When synchronous populations of Escherichia coli B/r (lambda) were exposed to low doses of ultraviolet light, the yield of infective centres varied with cell age. The yield was highest if the lysogenic bacteria were irradiated at a time which coincides approximately with the termination of rounds of DNA replication and it was lowest when dividing cells were irradiated. No such variation was detected following either irradiation of excision-defective lysogenic cells or thermal induction of lambdacI857 prophage in irradiated bacteria. It is suggested that the variation reflects a relationship between prophage induction and inhibition of cell division. This hypothesis is supported by data showing that irradiation promoted induction and curtailed division in E. coli K12 dnaA mutants which were dividing in the absence of DNA replication.

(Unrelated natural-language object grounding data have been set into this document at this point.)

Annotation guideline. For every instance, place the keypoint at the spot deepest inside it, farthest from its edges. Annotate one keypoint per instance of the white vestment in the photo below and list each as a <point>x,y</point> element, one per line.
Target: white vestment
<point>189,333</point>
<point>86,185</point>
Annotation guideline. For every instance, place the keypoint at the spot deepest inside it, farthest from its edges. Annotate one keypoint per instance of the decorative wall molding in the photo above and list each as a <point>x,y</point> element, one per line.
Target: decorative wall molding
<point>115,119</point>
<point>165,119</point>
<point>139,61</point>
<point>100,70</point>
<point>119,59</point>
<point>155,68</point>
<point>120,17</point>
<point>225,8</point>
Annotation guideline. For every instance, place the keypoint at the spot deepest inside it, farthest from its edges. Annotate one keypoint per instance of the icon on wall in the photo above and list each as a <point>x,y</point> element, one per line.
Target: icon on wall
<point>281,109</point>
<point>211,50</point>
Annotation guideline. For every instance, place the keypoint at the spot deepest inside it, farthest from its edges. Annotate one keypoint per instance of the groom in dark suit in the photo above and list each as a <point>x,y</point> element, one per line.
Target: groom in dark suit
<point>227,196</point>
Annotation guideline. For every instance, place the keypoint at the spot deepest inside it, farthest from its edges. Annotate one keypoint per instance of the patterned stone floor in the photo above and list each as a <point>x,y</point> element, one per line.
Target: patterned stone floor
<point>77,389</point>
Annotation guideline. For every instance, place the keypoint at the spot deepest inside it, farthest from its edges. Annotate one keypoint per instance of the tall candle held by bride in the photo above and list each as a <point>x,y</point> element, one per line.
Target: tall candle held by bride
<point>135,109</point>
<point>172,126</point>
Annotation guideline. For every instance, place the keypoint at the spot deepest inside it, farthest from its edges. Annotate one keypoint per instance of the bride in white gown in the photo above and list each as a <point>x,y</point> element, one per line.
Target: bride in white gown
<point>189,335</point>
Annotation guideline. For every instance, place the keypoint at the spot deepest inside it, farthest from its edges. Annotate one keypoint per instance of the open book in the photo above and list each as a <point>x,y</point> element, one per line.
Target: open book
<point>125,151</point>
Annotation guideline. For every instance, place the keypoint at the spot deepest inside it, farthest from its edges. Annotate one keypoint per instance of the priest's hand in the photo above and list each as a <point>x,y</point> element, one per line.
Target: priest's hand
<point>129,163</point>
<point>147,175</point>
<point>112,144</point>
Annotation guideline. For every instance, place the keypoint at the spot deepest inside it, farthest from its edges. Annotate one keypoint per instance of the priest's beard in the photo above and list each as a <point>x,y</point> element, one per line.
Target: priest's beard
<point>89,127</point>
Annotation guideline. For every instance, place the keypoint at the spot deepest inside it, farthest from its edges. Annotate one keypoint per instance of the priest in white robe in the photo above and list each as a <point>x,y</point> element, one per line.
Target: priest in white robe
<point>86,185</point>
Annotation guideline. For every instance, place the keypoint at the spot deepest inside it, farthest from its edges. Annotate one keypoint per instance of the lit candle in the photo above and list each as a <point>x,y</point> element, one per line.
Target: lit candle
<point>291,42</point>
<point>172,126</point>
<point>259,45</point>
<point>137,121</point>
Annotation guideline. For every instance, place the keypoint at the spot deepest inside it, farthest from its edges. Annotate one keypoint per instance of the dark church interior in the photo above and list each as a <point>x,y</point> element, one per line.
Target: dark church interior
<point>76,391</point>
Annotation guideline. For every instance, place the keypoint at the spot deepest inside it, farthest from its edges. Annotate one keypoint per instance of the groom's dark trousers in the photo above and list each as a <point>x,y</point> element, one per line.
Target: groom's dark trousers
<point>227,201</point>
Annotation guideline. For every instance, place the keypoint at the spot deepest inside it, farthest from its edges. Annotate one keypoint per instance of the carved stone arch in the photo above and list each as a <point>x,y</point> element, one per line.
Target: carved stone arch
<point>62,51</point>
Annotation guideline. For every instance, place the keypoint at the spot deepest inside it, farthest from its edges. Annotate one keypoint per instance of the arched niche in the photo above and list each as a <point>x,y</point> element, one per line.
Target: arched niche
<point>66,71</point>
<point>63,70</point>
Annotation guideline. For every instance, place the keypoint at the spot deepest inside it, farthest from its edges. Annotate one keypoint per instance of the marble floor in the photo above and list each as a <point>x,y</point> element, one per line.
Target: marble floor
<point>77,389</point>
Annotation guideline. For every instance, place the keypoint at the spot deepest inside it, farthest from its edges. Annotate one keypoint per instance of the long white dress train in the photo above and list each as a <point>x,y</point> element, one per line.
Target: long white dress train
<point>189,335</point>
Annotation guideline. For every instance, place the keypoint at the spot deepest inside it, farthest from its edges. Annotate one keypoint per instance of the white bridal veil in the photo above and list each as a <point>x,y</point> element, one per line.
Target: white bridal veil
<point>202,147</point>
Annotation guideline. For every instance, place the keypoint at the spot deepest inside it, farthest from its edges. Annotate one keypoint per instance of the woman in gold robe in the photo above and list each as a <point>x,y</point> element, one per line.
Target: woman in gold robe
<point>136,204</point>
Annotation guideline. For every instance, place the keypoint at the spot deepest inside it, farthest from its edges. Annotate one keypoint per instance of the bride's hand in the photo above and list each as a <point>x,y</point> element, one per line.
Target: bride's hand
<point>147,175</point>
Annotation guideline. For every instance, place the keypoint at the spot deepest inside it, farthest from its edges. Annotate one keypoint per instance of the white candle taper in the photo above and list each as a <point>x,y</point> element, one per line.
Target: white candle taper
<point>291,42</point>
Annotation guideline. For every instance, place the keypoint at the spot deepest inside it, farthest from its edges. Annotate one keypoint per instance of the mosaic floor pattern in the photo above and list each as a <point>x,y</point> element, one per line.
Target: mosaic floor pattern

Zygotic induction of plasmid ssb and psiB genes following conjugative transfer of Incl1 plasmid Collb-P9.

The Incl1 conjugative plasmid Collb-P9 carries a psiB gene that prevents induction of the SOS response in host bacteria. This locus is located 2.5 kb downstream of the ssb (single-stranded DNA-binding protein) gene in the leading region. This portion of Collb is strikingly similar to part of the leading region of the otherwise distinct F plasmid. Expression of psiB and ssb is increased when the host cell is exposed to an SOS-inducing treatment or the Collb transfer system is derepressed. Moreover, expression of both genes on a derepressed plasmid is strongly enhanced in conjugatively infected recipient cells. Carriage of the psiB gene by Collb is shown to prevent a low level of SOS induction following conjugation. Plasmid ssb and psiB genes may function to promote installation of the replicon in the new cell.